Crystal Reports uses printer drivers to create the report design pane and to render the reports to screen, print and export. Printer drivers will affect the report behavior when the report is deployed to other computers and it is the report author’s responsibility to choose the correct report initial conditions.
Final Overview and what to expect:
We have spent hours defining and updating the logic and how Crystal Reports Designer and the .NET SDK deal with printers and orientation.
The Engine will now “look” for the design printer and if not found it will scan most of the printers and paper sizes for a “close match”, so if not defined you may find it did not select a printer and paper size that does not come close to what is actually required.
For any “odd behaviour” have a close look at the paper size CR did select, if the one you are trying to use does not “fit” the page you will get non-working results when printing the report so be careful on what you choose and how you save the report.
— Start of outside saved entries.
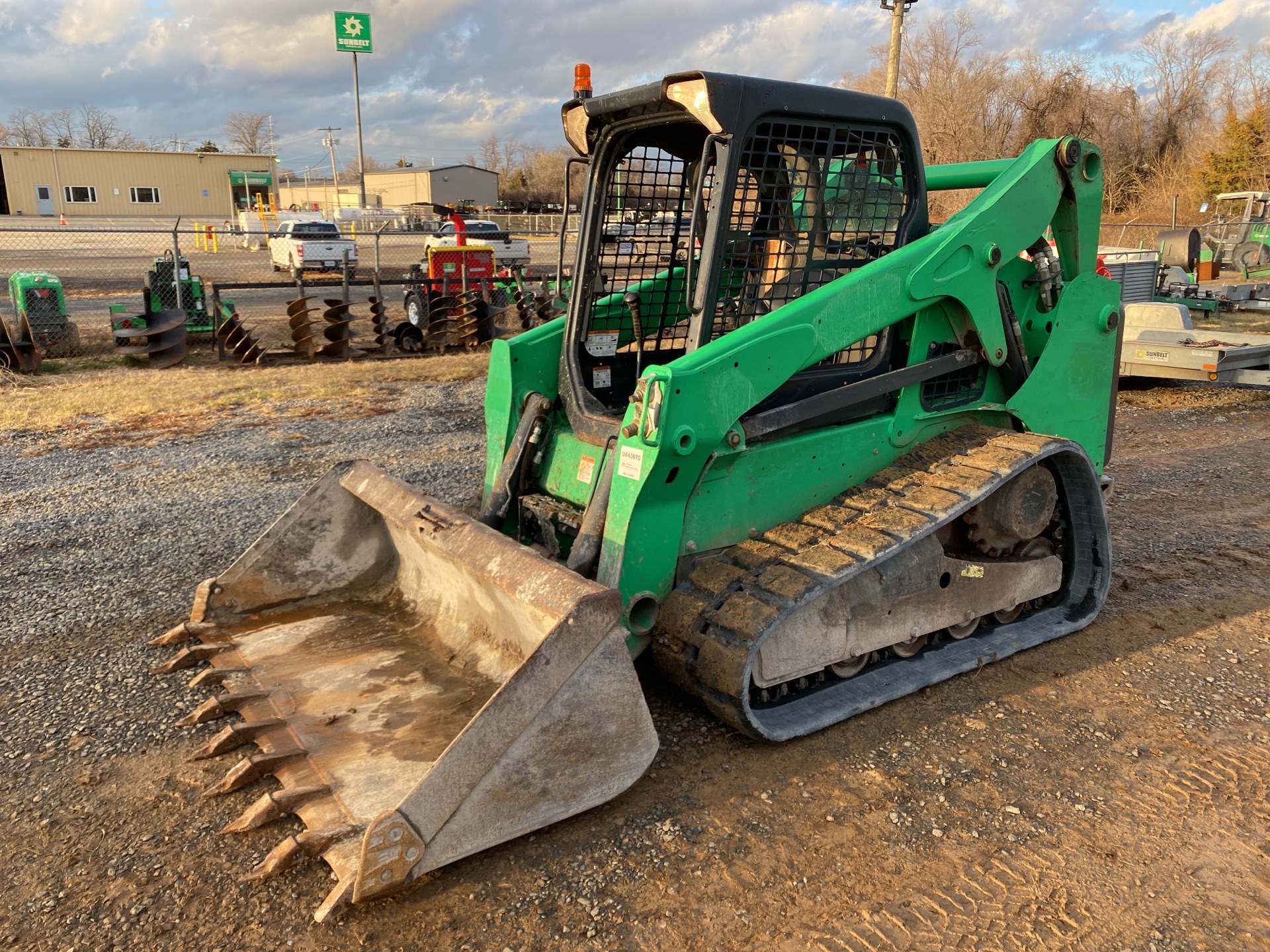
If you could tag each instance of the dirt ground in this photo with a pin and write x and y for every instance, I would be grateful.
(1108, 791)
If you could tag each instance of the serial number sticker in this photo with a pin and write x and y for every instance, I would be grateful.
(630, 463)
(603, 343)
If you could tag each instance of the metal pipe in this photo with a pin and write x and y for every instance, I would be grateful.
(497, 504)
(591, 534)
(361, 160)
(897, 32)
(943, 178)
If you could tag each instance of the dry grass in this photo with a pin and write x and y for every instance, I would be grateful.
(136, 404)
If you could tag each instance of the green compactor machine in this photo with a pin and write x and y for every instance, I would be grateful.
(807, 448)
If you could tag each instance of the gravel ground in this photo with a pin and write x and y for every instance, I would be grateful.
(1104, 793)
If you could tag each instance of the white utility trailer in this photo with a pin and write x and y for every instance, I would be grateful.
(1160, 340)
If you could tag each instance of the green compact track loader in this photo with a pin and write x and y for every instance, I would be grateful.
(810, 450)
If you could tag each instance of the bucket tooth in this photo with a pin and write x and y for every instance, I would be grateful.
(214, 677)
(190, 656)
(335, 903)
(235, 736)
(220, 706)
(186, 631)
(249, 770)
(273, 807)
(292, 850)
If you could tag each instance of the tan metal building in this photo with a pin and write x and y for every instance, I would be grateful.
(117, 183)
(393, 188)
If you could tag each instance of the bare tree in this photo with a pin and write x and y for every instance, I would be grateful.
(99, 130)
(372, 164)
(248, 132)
(1183, 71)
(489, 154)
(28, 127)
(64, 128)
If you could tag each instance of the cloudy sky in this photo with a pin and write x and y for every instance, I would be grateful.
(446, 74)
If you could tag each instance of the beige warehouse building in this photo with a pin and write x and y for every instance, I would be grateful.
(117, 183)
(394, 188)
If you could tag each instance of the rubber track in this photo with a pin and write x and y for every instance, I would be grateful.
(713, 623)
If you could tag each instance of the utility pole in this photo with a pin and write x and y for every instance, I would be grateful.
(361, 161)
(331, 141)
(898, 8)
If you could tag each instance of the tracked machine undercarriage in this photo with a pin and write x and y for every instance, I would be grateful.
(808, 448)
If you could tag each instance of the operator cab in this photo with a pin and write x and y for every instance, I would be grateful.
(705, 211)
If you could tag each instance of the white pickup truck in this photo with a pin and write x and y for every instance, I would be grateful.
(507, 251)
(312, 247)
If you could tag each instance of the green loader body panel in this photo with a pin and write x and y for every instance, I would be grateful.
(810, 451)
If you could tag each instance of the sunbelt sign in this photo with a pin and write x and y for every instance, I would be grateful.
(352, 32)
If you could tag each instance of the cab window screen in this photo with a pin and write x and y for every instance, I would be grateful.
(810, 202)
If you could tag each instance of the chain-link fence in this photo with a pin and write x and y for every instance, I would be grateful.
(106, 273)
(101, 276)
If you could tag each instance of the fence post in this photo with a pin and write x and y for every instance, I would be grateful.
(216, 324)
(175, 266)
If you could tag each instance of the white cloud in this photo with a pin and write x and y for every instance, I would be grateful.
(447, 73)
(85, 22)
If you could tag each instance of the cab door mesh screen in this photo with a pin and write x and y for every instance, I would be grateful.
(810, 202)
(643, 248)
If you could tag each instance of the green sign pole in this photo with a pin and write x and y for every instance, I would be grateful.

For best results always use a specific Label printer and either a default label size or one that you can install onto each Users PC and Printer server.
PS – One thing to note, Microsoft has that “Easy Print” which if enabled you will see a (redirect 2) behind the name. It’s not actually using the local printer and just streams the printer info down to the users PC. I don’t recommend and we don’t support that driver. Crystal Reports has always required a real printer be installed on the local work station and Application Server is using the SDK’s.